At a time marked by suffering and inequality, we look to these esteemed scholars to trace how power operates, exposing particular bodies and communities to violence and devastation. Yet we also ask Professors Butler and Pappé to reflect on the new worlds and collectivities that might be built through radical acts of imagination. Please join us for what promises to be an extraordinary conversation.
Professors Butler and Pappé will be in conversation for 45 minutes, followed by 30 minutes of moderated Q & A.
The discussion will be chaired by Dr. Katie Natanel, Clara El-Akiki and Roba Al-Salibi (IAIS).
This event is organised by the Institute of Arab and Islamic Studies, the European Centre for Palestine Studies and the Exeter Decolonising Network.
Registration will close on Wednesday 28 April at 3pm. Details of how to join the online seminar will be sent to the email address you used to register, 24 hours before the event.
Judith Butler, Maxine Elliot Professor of Comparative Literature at The University of California Berkeley, is renowned for their work in gender and sexuality, feminist and queer theory, philosophy, literature, and critical theory. They are one of the most influential and innovative thinkers of our time, having developed ground-breaking approaches to power, discourse and identity – often by asking what is at stake in the reproduction of dominant frameworks. While their scholarship powerfully ‘troubles’ and enriches academia, Butler’s work also impacts activism from queer and feminist politics to anti-racism and critiques of Zionism. They are active in several human rights organizations, including the Center for Constitutional Rights in New York and the advisory board of Jewish Voice for Peace.

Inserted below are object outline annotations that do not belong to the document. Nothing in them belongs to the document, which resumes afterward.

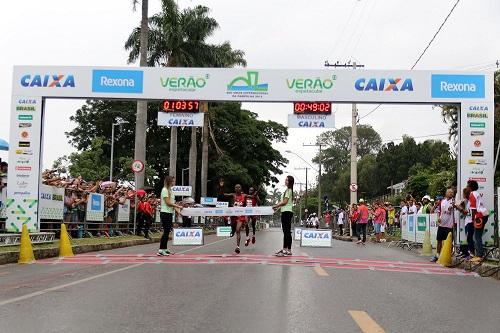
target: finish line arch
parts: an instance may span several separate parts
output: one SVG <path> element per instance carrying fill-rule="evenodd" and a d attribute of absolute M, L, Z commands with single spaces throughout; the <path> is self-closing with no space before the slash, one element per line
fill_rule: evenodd
<path fill-rule="evenodd" d="M 457 187 L 477 180 L 493 208 L 493 73 L 408 70 L 15 66 L 6 227 L 39 230 L 47 98 L 456 104 Z M 492 239 L 493 228 L 485 232 Z"/>

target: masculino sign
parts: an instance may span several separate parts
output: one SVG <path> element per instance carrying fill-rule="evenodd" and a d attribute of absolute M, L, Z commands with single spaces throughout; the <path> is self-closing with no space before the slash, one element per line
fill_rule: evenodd
<path fill-rule="evenodd" d="M 174 228 L 173 244 L 177 245 L 203 245 L 202 228 Z"/>
<path fill-rule="evenodd" d="M 330 229 L 302 229 L 300 246 L 305 247 L 332 247 L 332 230 Z"/>
<path fill-rule="evenodd" d="M 289 114 L 290 128 L 334 128 L 335 118 L 332 115 Z"/>
<path fill-rule="evenodd" d="M 493 82 L 493 72 L 16 66 L 9 140 L 16 147 L 9 151 L 9 160 L 29 157 L 31 161 L 21 166 L 31 170 L 16 171 L 20 165 L 9 163 L 8 200 L 14 200 L 12 207 L 16 209 L 7 212 L 7 226 L 18 228 L 23 221 L 29 221 L 30 230 L 39 226 L 44 98 L 456 104 L 461 106 L 462 151 L 457 158 L 457 187 L 463 188 L 471 177 L 480 177 L 484 180 L 480 192 L 485 204 L 492 208 L 494 112 L 486 110 L 494 110 Z M 173 121 L 169 125 L 189 126 L 190 121 Z M 321 124 L 304 122 L 300 127 L 321 128 Z M 27 136 L 20 136 L 20 128 L 30 129 Z M 25 147 L 28 141 L 29 148 Z M 483 156 L 477 156 L 479 151 L 484 152 Z M 242 208 L 232 213 L 246 215 Z M 483 239 L 490 239 L 490 229 Z"/>

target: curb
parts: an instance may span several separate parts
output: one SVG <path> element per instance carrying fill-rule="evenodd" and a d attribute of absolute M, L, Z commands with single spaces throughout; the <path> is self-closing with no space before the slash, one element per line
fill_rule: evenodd
<path fill-rule="evenodd" d="M 215 232 L 212 231 L 205 232 L 204 236 L 212 234 L 215 234 Z M 170 239 L 172 239 L 172 237 L 170 237 Z M 81 254 L 87 252 L 113 250 L 122 247 L 153 244 L 153 243 L 158 243 L 159 241 L 160 237 L 152 237 L 151 240 L 144 238 L 144 239 L 131 239 L 110 244 L 73 245 L 72 249 L 74 254 Z M 33 253 L 35 254 L 36 260 L 54 258 L 59 256 L 59 247 L 51 247 L 47 249 L 33 249 Z M 17 263 L 18 258 L 19 258 L 19 251 L 0 253 L 0 265 Z"/>
<path fill-rule="evenodd" d="M 333 239 L 341 240 L 341 241 L 344 241 L 344 242 L 352 242 L 352 238 L 349 237 L 349 236 L 337 236 L 337 235 L 333 235 Z"/>
<path fill-rule="evenodd" d="M 454 260 L 454 264 L 458 263 L 456 261 L 456 259 Z M 474 267 L 474 265 L 470 262 L 470 261 L 464 261 L 462 263 L 460 263 L 457 268 L 461 268 L 461 269 L 464 269 L 468 272 L 471 272 L 472 268 Z M 487 272 L 488 270 L 491 270 L 491 269 L 494 269 L 494 268 L 498 268 L 498 265 L 492 265 L 492 264 L 482 264 L 481 266 L 478 266 L 474 272 L 478 273 L 478 274 L 488 274 L 488 273 L 491 273 L 490 272 Z M 496 280 L 500 280 L 500 270 L 495 272 L 495 274 L 491 275 L 491 276 L 485 276 L 486 277 L 490 277 L 492 279 L 496 279 Z"/>

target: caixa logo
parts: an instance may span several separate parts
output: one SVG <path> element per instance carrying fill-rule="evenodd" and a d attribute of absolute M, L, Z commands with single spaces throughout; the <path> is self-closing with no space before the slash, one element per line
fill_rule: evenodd
<path fill-rule="evenodd" d="M 359 91 L 413 91 L 411 79 L 401 78 L 360 78 L 354 83 L 354 87 Z"/>
<path fill-rule="evenodd" d="M 26 74 L 21 77 L 21 86 L 39 88 L 74 88 L 75 77 L 65 74 Z"/>
<path fill-rule="evenodd" d="M 304 232 L 304 238 L 313 238 L 313 239 L 330 239 L 330 235 L 328 232 Z"/>

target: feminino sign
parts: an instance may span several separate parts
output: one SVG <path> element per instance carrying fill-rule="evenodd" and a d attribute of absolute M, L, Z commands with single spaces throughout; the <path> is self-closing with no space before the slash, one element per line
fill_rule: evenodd
<path fill-rule="evenodd" d="M 158 112 L 158 126 L 202 127 L 203 113 Z"/>

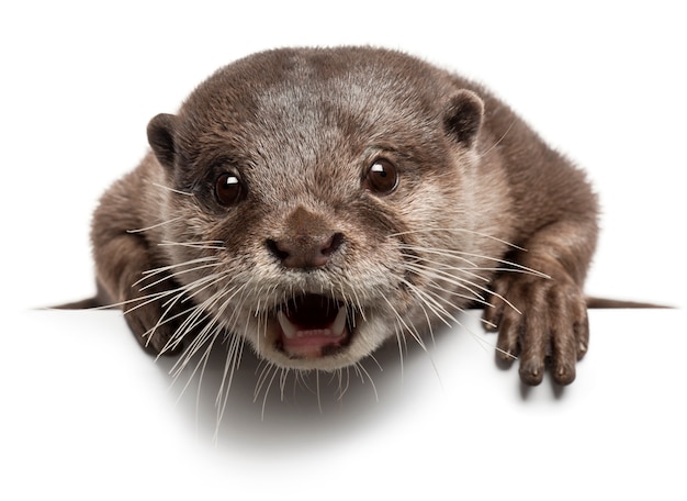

Their bestselling works include Gender Trouble: Feminism and the Subversion of Identity(1990); Bodies that Matter: On the Discursive Limits of “Sex” (1993); The Psychic Life of Power: Theories of Subjection (1997); Precarious Life: Powers of Violence and Mourning (2004); Frames of War: When is Life Grievable? (2009); Parting Ways: Jewishness and the Critique of Zionism (2012); and Notes Toward a Performative Theory of Assembly (2015). Their most recent book The Force of Nonviolence: An Ethico-Political Bind was published by Verso Press in 2020.
Ilan Pappé, Professor of History and Director of the European Centre for Palestine Studies (ECPS), University of Exeter, is an expatriate Israeli historian and socialist activist. He is one of the ‘New Historians’ who, since the release of pertinent British and Israeli government documents in the early 1980s, have been rewriting the history of Israel’s creation in 1948. Pappé's research contextualises the history of Palestine into a larger global context of settler colonialism and challenges the dominant Israeli narrative. In addition to his work with ECPS, he chaired the Emil Tuma Institute for Palestine Studies in Haifa (Israel) and is a founding member of the new movement, "The One Democratic State Initiative." He is the author of the bestselling A History of Modern Palestine (2006); The Ethnic Cleansing of Palestine (2007); The Israel/Palestine Question (2007); The Forgotten Palestinians: A History of the Palestinians in Israel (2013); and The Idea of Israel: A History of Power and Knowledge (2016). He has also written two books with Noam Chomsky: Gaza in Crisis (2011) and On Palestine (2015). Pappé’s 2016 book The Biggest Prison on Earth: A History of the Occupied Territories received the Palestine Book Award.